Why do networks matter? The authors explain that “a woman who is on the board of a powerful organization with global reach . . . is not likely to be as powerful as the woman who is on the board of several organizations, all of which are densely connected to yet more powerful people.” These densely connected people are the global elite. The authors examined the dynamics of board ties across organizations to study interrelationships among elites and how an individual’s connections and position in the elite network relate to their gender and race. Their study analyzed 1,600 individuals who serve as board members in nearly one hundred globally prominent organizations, including the largest corporations, think tanks, and NGOs like the World Health Organization and the International Monetary Fund.

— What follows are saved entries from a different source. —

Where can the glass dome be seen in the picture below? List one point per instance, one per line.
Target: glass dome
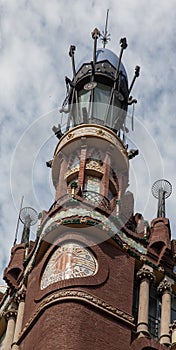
(102, 55)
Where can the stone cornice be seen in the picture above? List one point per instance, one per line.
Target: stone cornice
(165, 287)
(79, 296)
(145, 274)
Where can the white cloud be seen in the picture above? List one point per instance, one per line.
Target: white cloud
(34, 40)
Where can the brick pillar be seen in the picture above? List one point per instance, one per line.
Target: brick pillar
(165, 289)
(20, 298)
(82, 166)
(10, 316)
(61, 188)
(173, 336)
(106, 175)
(146, 276)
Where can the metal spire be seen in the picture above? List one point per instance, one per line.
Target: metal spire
(105, 36)
(161, 190)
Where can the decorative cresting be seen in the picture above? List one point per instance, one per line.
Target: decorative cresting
(146, 276)
(20, 300)
(94, 136)
(10, 316)
(165, 288)
(82, 297)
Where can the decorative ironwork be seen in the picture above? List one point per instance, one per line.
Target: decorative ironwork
(28, 216)
(97, 198)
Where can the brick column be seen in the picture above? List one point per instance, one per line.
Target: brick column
(105, 179)
(20, 298)
(82, 166)
(165, 289)
(146, 276)
(10, 316)
(61, 188)
(173, 336)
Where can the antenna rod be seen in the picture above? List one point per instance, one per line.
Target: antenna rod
(136, 75)
(105, 37)
(124, 45)
(161, 204)
(95, 36)
(71, 54)
(106, 27)
(16, 233)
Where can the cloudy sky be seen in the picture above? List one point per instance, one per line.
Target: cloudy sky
(34, 41)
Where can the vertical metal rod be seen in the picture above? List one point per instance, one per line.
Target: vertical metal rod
(18, 221)
(161, 204)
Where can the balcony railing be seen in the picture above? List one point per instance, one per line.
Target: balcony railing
(96, 198)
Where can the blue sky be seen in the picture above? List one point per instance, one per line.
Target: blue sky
(34, 41)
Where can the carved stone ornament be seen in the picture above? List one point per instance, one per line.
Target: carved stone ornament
(11, 313)
(165, 286)
(80, 296)
(145, 273)
(20, 296)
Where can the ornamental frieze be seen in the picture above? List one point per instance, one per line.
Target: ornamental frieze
(77, 296)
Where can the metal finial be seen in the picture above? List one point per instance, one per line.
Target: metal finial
(17, 227)
(105, 36)
(28, 217)
(161, 190)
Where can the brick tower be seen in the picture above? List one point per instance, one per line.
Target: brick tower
(97, 276)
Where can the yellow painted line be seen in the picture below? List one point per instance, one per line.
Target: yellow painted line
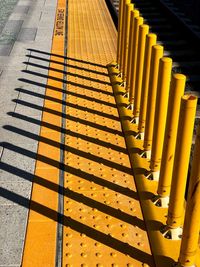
(103, 223)
(40, 242)
(165, 251)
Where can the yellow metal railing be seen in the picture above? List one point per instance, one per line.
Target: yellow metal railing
(158, 121)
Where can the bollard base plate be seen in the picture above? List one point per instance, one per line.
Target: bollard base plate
(162, 202)
(140, 136)
(135, 120)
(172, 233)
(154, 176)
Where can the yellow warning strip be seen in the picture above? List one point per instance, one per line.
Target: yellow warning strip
(40, 242)
(165, 251)
(103, 222)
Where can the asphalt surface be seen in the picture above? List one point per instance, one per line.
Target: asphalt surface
(6, 8)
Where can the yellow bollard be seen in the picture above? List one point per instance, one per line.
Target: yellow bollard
(191, 228)
(180, 169)
(150, 42)
(129, 8)
(143, 31)
(134, 15)
(157, 54)
(164, 78)
(138, 22)
(167, 162)
(121, 66)
(121, 3)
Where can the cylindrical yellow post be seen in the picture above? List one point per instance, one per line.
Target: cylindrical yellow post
(181, 161)
(138, 22)
(129, 8)
(157, 54)
(191, 226)
(134, 15)
(121, 66)
(164, 78)
(167, 162)
(143, 31)
(121, 3)
(150, 42)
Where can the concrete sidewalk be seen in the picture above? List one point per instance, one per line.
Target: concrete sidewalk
(22, 84)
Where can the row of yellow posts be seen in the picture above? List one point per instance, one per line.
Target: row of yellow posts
(164, 119)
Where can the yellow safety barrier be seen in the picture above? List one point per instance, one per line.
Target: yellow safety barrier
(121, 66)
(180, 169)
(121, 3)
(134, 14)
(167, 162)
(150, 42)
(157, 54)
(138, 22)
(164, 78)
(189, 245)
(128, 10)
(143, 31)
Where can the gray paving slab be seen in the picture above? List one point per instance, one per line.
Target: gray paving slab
(22, 88)
(21, 9)
(12, 221)
(10, 31)
(5, 49)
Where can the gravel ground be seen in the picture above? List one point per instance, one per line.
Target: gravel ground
(6, 7)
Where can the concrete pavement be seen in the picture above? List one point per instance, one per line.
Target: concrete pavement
(29, 27)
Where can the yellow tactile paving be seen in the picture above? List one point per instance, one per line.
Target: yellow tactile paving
(103, 222)
(40, 243)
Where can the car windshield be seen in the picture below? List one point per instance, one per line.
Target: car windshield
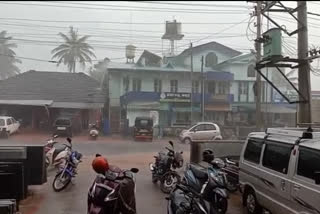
(63, 122)
(143, 72)
(2, 122)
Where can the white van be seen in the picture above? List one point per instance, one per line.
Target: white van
(280, 171)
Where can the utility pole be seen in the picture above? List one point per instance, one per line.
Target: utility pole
(304, 111)
(258, 77)
(202, 91)
(191, 78)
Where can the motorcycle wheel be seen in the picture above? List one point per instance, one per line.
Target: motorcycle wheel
(222, 205)
(64, 180)
(169, 181)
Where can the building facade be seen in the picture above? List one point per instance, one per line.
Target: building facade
(170, 90)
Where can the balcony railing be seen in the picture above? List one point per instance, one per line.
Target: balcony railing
(143, 96)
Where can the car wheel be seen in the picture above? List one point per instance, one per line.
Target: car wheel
(187, 140)
(251, 202)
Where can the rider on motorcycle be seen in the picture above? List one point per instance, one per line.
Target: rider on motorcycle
(113, 190)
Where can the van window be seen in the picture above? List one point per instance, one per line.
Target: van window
(308, 163)
(253, 151)
(277, 156)
(9, 122)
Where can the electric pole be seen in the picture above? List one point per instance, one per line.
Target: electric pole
(258, 77)
(191, 78)
(202, 91)
(304, 110)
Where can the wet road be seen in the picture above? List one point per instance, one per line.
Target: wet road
(125, 154)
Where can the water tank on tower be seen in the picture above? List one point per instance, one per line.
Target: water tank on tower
(130, 53)
(173, 33)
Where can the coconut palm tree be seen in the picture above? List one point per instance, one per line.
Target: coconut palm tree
(74, 49)
(8, 61)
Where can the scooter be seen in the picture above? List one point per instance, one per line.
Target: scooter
(93, 131)
(54, 156)
(184, 200)
(210, 182)
(163, 169)
(113, 192)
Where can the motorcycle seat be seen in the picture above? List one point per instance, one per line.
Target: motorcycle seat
(198, 173)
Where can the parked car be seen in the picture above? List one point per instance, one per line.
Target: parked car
(63, 127)
(9, 124)
(202, 131)
(280, 171)
(143, 128)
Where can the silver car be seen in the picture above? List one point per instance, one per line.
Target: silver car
(202, 131)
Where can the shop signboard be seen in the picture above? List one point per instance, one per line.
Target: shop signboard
(175, 97)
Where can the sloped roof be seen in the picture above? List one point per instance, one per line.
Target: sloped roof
(150, 58)
(213, 46)
(53, 86)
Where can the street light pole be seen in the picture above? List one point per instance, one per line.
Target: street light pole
(202, 90)
(191, 78)
(304, 111)
(258, 77)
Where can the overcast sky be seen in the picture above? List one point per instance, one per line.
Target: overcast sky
(113, 25)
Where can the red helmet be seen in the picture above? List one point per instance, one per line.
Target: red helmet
(100, 165)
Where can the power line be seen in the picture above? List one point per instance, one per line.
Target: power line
(109, 22)
(93, 28)
(119, 9)
(185, 4)
(51, 61)
(138, 7)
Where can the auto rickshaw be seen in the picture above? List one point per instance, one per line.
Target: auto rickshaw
(143, 128)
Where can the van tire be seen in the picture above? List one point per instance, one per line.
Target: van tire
(251, 202)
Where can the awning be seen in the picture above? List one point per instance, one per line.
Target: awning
(144, 105)
(269, 108)
(218, 107)
(27, 102)
(77, 105)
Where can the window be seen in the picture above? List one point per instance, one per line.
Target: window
(308, 163)
(157, 85)
(136, 84)
(195, 86)
(251, 72)
(243, 88)
(277, 156)
(174, 86)
(2, 122)
(9, 122)
(212, 87)
(211, 59)
(201, 127)
(223, 88)
(126, 82)
(253, 151)
(210, 127)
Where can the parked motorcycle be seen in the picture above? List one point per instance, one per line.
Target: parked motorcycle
(164, 166)
(53, 154)
(67, 171)
(210, 182)
(113, 193)
(93, 131)
(231, 169)
(184, 200)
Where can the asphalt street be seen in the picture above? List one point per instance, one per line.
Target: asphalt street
(125, 154)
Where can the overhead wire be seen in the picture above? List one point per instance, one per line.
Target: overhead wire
(120, 9)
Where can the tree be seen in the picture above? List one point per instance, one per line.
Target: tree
(8, 61)
(74, 49)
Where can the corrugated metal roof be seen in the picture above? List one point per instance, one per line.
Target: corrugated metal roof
(27, 102)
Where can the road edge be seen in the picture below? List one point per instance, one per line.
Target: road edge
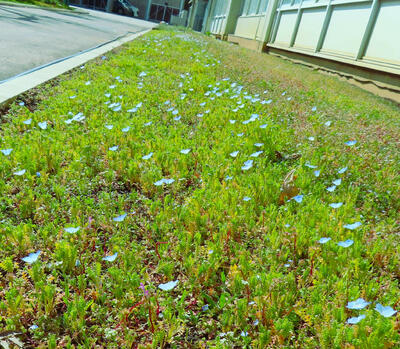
(10, 89)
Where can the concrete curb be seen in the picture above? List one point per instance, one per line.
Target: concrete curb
(14, 87)
(56, 9)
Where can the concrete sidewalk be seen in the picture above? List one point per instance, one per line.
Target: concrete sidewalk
(31, 36)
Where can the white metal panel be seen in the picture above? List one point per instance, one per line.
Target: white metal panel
(385, 40)
(310, 28)
(346, 29)
(286, 27)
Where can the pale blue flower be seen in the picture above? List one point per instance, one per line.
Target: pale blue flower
(324, 240)
(298, 198)
(355, 320)
(6, 152)
(147, 157)
(352, 226)
(164, 181)
(307, 164)
(32, 257)
(387, 311)
(120, 218)
(168, 286)
(42, 125)
(247, 165)
(331, 189)
(337, 181)
(20, 173)
(336, 204)
(346, 243)
(111, 258)
(72, 230)
(357, 304)
(256, 154)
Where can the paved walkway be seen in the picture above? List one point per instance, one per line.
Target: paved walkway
(31, 37)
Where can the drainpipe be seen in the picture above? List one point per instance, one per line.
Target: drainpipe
(148, 10)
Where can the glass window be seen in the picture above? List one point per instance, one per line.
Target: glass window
(245, 9)
(253, 8)
(263, 6)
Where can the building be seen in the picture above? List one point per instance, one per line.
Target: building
(356, 38)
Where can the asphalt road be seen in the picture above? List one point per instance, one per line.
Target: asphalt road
(31, 37)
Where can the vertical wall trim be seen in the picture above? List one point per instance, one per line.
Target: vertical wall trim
(296, 25)
(368, 30)
(325, 25)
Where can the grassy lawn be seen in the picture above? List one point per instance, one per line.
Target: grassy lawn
(41, 3)
(187, 193)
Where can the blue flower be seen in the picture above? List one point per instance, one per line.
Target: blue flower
(110, 258)
(256, 154)
(337, 181)
(20, 173)
(336, 204)
(168, 286)
(307, 164)
(43, 125)
(331, 189)
(72, 230)
(32, 257)
(298, 198)
(6, 152)
(352, 226)
(355, 320)
(346, 243)
(387, 311)
(120, 218)
(147, 157)
(357, 304)
(324, 240)
(164, 181)
(247, 165)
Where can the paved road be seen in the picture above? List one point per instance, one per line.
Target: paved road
(30, 37)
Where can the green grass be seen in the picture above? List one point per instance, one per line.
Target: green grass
(44, 3)
(251, 274)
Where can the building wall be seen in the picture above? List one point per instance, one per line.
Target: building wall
(359, 32)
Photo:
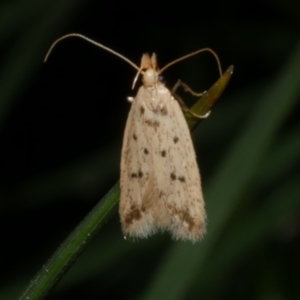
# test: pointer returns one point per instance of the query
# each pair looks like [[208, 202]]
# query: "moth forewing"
[[160, 181]]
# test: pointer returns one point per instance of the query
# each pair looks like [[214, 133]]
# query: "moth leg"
[[181, 102]]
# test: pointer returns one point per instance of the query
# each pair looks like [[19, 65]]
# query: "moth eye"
[[161, 79]]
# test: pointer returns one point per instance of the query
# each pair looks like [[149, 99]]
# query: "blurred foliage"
[[61, 134]]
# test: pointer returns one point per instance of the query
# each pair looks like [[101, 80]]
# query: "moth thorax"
[[150, 77]]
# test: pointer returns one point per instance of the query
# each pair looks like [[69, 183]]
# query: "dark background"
[[61, 128]]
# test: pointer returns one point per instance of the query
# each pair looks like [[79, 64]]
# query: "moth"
[[160, 180]]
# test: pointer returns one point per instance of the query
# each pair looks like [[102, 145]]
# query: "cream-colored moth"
[[160, 179]]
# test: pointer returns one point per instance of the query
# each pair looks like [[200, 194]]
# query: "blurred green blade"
[[209, 98]]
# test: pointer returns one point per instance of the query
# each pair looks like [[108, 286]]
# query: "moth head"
[[149, 70]]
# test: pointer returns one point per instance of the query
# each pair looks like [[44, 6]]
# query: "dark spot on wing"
[[134, 214], [181, 178], [152, 123]]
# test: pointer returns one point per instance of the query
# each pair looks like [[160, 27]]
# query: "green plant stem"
[[71, 248]]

The authors’ report shows that women of all racial groups are marginalized at the periphery of these power networks and are not part of the “inner circles” where greater power and influence reside. They note, “Women—and non-white women in particular—are proportionately more confined to peripheral positions within the network.” In fact,
- Representation of white males increases when moving from the periphery to the core
- For women, their representation declines when moving toward the core
The authors conclude that as this is true for women of all racial groups, it appears that gender is the most significant determinant of who is in the “core” of the elite networks. Even though being white offers significant advantages in professional settings, representation for white women declines precipitously at the core of elite networks.
Why does women’s inclusion or exclusion from elite networks matter? The authors suggest that
- Decisions are impacted by backgrounds and cognitive biases
- Gender is a pervasive social institution that informs the way people process information and make decisions
- The lack of women’s influence in the decision-making of elite circles has global implications for policy, mobilization of resources, and power that affect societies
- Diversity among leadership affects the financial performance of organizations
As long as women remain on the periphery of elite networks, their power and influence on organizations and society remain limited. We need women to finally be integrated into the inner circles of power. Studies like this one shine light into the dark corners of power and open possibilities for change.